We know 13 practice contracts were handed back to the Department last year, and several more already this year. We simply can’t allow this to continue happening. With 1,448 GPs on the Performers’ List, if we had an effectively-operating system, all patients in Northern Ireland ought to be able to receive a good service without unmanageable workloads or any doctor feeling overwhelmed.

Multidisciplinary teams in primary care were initially funded through money secured in the DUP Confidence and Supply Agreement with the Conservative Government. Physiotherapists, social workers and mental health practitioners were allocated to local health centres. This approach is fundamental to reform, and it is hugely disappointing that further practices have been denied the funding to have this rolled out across Northern Ireland. Funding this should have been a transformation priority. Currently only 30% of GP surgeries have a multidisciplinary team. This must be expanded if we are to sustain practices.
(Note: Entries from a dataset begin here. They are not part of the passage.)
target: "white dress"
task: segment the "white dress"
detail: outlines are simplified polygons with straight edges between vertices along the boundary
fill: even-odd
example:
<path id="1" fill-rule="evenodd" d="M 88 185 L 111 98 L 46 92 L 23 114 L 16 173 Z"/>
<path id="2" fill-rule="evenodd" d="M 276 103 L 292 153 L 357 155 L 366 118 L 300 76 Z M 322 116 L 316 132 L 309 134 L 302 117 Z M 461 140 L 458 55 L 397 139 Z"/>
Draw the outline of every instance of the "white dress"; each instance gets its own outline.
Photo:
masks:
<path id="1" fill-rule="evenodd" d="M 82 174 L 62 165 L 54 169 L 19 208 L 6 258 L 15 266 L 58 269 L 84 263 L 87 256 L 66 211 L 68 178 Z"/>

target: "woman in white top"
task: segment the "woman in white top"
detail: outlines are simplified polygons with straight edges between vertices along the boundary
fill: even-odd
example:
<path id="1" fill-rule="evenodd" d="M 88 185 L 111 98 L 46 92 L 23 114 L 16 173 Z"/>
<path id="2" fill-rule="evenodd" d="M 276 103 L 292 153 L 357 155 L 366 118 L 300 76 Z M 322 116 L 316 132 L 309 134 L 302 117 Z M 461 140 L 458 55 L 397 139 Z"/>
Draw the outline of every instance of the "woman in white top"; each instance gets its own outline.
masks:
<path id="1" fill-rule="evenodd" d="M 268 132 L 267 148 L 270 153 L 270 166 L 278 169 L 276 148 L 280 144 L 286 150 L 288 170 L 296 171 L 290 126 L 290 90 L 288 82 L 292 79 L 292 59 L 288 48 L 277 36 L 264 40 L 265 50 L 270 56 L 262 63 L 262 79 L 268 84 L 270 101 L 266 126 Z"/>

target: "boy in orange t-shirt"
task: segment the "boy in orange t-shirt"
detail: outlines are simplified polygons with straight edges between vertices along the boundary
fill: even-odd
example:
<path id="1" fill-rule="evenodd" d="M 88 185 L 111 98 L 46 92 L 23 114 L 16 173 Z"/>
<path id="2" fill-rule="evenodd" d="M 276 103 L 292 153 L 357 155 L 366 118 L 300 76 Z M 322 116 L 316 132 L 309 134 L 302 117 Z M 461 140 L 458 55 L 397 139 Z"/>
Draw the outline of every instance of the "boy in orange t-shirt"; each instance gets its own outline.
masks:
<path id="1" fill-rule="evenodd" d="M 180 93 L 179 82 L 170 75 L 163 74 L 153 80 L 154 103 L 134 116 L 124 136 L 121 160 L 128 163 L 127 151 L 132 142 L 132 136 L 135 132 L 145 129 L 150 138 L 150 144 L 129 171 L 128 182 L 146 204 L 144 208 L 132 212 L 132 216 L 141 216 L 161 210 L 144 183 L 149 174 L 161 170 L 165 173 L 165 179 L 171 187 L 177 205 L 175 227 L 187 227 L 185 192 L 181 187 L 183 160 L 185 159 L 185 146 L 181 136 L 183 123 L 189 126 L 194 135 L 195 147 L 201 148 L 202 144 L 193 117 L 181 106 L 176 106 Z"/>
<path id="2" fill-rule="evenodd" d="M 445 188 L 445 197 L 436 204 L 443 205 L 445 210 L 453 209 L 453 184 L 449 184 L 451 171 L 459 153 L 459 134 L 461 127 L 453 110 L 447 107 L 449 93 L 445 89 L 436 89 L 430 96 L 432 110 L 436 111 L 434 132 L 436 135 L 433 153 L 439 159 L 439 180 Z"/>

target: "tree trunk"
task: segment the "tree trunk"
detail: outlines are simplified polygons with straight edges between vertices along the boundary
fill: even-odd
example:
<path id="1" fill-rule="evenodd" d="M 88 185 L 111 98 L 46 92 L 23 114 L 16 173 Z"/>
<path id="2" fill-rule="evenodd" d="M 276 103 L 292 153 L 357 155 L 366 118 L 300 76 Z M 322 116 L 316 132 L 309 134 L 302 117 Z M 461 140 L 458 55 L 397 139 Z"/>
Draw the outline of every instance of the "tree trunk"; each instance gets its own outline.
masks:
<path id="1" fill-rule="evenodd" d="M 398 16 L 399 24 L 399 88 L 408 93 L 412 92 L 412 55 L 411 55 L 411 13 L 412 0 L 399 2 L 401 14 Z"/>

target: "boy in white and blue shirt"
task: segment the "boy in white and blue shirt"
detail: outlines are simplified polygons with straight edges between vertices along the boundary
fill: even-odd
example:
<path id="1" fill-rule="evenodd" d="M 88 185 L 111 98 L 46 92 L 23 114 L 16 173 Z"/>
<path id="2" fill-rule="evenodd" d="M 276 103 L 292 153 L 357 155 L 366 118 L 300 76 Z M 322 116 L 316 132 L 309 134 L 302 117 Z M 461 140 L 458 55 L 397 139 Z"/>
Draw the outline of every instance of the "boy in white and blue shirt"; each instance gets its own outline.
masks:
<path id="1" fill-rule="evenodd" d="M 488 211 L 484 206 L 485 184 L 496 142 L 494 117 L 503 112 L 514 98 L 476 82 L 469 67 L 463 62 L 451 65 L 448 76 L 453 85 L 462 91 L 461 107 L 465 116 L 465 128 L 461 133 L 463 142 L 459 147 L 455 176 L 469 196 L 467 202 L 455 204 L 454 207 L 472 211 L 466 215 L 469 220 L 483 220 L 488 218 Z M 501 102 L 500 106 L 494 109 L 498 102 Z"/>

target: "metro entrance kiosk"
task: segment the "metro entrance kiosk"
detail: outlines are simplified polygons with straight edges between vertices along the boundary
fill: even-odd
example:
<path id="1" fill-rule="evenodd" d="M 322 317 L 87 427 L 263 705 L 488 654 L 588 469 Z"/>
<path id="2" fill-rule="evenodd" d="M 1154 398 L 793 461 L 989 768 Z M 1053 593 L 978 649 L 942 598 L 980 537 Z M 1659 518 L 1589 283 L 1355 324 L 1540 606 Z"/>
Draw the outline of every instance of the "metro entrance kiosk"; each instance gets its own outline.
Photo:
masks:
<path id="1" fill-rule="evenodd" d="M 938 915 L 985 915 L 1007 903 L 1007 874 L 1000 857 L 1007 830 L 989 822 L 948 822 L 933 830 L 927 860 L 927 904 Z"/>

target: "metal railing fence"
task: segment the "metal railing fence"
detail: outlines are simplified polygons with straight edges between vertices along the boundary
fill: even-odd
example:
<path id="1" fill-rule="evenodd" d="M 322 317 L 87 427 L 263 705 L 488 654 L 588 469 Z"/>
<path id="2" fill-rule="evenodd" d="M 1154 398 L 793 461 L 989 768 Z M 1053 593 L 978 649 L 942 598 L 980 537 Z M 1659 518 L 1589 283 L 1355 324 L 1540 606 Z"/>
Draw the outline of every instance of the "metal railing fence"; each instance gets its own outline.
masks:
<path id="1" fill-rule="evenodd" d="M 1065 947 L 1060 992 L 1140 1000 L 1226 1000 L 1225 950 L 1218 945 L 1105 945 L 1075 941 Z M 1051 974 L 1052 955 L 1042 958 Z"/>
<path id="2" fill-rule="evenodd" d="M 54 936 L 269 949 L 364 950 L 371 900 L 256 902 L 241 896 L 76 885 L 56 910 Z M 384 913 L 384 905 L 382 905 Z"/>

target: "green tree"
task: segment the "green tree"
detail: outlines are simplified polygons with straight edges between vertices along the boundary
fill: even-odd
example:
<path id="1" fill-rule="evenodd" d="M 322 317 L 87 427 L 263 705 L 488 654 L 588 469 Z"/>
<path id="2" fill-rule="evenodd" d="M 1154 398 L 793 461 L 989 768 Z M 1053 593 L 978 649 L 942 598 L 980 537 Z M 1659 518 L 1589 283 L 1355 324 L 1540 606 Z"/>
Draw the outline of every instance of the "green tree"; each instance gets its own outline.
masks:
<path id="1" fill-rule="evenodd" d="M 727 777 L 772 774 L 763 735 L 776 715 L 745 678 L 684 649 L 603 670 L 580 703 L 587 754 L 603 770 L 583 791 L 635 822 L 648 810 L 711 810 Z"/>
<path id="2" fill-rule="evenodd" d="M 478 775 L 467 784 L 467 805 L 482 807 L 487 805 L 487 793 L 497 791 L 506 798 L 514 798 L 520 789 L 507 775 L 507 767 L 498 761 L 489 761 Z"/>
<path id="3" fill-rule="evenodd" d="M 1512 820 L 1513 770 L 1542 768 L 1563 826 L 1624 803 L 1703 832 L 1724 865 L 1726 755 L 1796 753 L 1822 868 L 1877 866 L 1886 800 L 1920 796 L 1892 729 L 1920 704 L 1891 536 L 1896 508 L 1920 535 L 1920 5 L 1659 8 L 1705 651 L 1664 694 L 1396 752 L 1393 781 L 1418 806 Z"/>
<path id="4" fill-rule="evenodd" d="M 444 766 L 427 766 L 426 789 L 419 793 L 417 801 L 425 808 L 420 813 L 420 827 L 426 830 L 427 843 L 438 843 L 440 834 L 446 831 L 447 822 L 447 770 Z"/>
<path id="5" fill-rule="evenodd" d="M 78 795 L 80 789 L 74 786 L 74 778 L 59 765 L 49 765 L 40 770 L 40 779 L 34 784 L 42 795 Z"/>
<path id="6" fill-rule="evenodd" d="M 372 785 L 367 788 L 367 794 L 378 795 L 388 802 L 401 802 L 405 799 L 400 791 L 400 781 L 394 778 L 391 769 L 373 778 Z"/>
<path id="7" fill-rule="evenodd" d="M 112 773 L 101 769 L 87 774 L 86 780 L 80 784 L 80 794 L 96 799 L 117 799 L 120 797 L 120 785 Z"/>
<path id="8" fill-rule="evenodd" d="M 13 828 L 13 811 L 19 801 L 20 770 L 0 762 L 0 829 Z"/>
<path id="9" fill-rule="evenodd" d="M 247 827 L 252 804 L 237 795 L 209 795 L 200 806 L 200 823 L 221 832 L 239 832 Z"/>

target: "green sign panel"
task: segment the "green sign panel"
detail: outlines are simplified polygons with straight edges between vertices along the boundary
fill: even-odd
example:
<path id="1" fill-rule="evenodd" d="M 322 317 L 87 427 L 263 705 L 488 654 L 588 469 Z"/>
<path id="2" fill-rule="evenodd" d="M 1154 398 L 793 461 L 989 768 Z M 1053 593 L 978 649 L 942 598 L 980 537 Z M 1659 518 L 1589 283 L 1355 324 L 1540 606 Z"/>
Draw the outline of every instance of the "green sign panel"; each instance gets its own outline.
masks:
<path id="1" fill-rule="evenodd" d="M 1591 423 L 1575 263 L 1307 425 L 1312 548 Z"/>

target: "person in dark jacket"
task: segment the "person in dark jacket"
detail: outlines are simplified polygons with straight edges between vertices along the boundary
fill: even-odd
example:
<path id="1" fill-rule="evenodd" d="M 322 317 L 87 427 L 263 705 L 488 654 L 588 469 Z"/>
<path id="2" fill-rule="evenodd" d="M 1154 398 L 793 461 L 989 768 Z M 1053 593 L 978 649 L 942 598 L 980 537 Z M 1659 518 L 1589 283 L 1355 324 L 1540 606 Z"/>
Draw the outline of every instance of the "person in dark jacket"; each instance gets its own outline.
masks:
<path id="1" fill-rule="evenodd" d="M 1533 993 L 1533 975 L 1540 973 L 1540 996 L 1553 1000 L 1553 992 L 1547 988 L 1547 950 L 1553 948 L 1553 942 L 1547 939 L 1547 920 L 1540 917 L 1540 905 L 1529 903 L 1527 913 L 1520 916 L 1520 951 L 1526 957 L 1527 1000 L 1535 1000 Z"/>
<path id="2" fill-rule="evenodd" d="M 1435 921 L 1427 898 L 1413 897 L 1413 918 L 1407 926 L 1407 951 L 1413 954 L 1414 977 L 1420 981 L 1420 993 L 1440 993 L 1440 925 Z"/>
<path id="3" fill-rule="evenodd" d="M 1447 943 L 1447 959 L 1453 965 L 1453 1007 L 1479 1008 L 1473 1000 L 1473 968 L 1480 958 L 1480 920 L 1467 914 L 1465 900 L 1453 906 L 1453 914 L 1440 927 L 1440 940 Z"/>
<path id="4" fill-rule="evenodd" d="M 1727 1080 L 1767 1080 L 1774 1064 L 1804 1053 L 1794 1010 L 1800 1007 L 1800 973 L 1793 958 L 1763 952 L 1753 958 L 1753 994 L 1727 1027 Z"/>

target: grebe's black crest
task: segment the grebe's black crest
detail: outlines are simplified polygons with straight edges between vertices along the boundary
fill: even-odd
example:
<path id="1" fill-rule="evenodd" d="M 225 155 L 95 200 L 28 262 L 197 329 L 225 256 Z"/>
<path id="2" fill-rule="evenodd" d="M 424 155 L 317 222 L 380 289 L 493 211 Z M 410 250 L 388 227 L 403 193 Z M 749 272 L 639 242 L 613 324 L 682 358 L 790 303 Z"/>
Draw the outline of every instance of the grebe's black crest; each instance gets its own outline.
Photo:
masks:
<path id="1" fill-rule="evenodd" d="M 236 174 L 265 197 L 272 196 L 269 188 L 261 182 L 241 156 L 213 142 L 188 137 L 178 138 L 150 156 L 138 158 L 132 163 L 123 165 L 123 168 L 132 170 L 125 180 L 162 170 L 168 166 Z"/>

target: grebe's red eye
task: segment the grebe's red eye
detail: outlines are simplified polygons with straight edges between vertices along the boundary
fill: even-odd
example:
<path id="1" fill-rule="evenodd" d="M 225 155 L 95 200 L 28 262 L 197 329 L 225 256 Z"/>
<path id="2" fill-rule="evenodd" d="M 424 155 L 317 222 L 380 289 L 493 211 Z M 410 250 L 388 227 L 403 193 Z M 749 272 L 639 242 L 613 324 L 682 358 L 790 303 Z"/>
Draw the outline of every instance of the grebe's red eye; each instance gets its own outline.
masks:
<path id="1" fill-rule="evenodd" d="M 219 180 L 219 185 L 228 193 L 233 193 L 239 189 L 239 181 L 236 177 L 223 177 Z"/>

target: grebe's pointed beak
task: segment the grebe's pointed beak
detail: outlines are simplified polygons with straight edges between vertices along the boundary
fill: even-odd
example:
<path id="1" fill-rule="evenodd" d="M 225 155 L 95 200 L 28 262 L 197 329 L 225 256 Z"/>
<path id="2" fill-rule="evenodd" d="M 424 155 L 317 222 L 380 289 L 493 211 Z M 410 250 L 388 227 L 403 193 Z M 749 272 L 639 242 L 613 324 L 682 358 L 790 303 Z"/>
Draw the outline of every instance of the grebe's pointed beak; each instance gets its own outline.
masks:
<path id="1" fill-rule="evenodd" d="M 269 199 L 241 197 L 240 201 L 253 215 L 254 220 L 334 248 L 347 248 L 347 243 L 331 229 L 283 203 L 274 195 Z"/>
An increased number of GP trainees is required but many recently have been from overseas and may not remain within Northern Ireland. We have a large cohort of trained GPs in Northern Ireland who are choosing not to work in primary care, or only are working very limited hours. There is justification for a bold substantive offer that could transform work-life balance in order to incentivise the return of some of this readily available valuable existing resource.

Technology needs to be embraced and better utilised, with improved physical and digital infrastructure. The morning rush to obtain an appointment by phoning the practice is utterly unacceptable for a modern service and would not be tolerated in other walks of life.

Providing indemnity for primary care, like other parts of the UK, has taken too long and needs to be resolved without further delay”.